Rapid Eye Technology (RET) was developed in Salem, Oregon at the Rapid Eye Institute by Dr. Ranae Johnson outside the psychological milieu; however, it is now being recognized by professionals the world over as a profound asset to psychotherapy.

Therapists have long struggled with the dilemma of breaking down the patient’s repression of deeply-stored trauma in the time allotted to each session; in many cases, trauma has occurred so early as to be undetectable even to the best attempts cognitive psychotherapy can make to unearth it. Rapid Eye processing seems to take the patient neurologically to the sites where neural distortions were created during trauma and causes shifts in the neuronal connections, basically undoing the original results of trauma. For example, as an infant, one of our patients was virtually cast aside at birth as the doctor fought to save the mother. She formed a long-standing but forgotten belief that “I am insignificant”. In an RET session, the patient reported first an intensification of her feelings of grief and aloneness as she flashed on impressions of that birth trauma and then, by the end of the session, reported that the ‘charge’ seemed to be gone from that and subsequent re-creations of this belief and its attendant emotions. Patients invariably report palpable positive changes in their feelings and thoughts with each session.

How does RET work? The technician puts the patient into a relaxed or alpha brainwave state, which gives access to both conscious and unconscious information.

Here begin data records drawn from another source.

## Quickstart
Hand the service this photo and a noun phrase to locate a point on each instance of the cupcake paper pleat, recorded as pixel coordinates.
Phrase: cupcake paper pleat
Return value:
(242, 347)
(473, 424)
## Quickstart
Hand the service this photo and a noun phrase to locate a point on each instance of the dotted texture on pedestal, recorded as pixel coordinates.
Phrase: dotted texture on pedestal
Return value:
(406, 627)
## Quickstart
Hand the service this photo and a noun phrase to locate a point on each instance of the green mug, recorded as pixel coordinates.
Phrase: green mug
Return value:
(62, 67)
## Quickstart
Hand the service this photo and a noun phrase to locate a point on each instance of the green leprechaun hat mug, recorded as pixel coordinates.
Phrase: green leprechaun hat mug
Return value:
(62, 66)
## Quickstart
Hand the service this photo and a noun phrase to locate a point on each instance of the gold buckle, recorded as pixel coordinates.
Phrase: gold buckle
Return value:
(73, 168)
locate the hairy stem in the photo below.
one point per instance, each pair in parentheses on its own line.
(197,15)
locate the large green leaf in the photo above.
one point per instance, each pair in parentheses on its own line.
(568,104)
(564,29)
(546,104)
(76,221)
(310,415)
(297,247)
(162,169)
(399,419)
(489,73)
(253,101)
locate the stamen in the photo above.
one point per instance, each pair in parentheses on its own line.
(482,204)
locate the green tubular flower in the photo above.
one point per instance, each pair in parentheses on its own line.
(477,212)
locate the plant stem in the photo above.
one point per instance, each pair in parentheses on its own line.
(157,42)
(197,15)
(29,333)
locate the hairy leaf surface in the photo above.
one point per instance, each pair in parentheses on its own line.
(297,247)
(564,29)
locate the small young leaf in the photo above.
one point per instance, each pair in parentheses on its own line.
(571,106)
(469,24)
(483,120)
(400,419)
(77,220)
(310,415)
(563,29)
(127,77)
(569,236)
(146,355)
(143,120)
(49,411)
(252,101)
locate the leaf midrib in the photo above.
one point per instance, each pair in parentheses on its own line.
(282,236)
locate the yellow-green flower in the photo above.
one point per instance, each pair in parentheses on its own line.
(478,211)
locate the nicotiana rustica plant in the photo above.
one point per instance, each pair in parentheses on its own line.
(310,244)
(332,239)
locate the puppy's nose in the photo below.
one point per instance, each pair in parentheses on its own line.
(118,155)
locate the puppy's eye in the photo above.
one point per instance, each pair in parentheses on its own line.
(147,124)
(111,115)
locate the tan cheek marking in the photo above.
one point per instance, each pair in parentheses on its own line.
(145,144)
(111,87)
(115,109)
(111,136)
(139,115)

Utilizing an eye-catching device, he or she induces patterns in the peripheral vision of the patient that further refine the search for the traumatic source material in visual, auditory and kinesthetic areas of the brain. The patient is then told to blink the eyes, which effectively creates an on/off electrical stimulus, intensifying and apparently zooming in on the target neurons, alternately focusing on and discharging the material laid down there. It is often during the blinking segment that he or she experiences surfacing emotions as the electro-chemical debris is released from its long storage. There are often sudden insights experienced during this segment or in the subsequent rest periods, when the conscious and unconscious minds effectively agree that “Ah, that wasn’t really about me after all.” A sort of objectivity occurs, as if the patient can now see from a higher perspective.

Why does RET work? Studies postulate various theories, but agree that the eyes are connected intricately with the limbic system and various storage areas of the brain, the entire neurological pathway system. When we look up, we’re accessing visual memory or re-creation, when we look to the side we are accessing auditory data, and when we look down we are accessing feelings. Since few clients know the original source of most controlling beliefs or emotions, it is profound
that Rapid Eye seems to process both the original trauma and every successive experience on the same neuropathway, whether or not the client has been consciously aware of them! For example, the afore-mentioned patient noticed flashes not only of her birth trauma, but also of being berated by her father, battered by a husband, and misused by her grown children, all links on the chain of ‘I am insignificant, my needs are unimportant.”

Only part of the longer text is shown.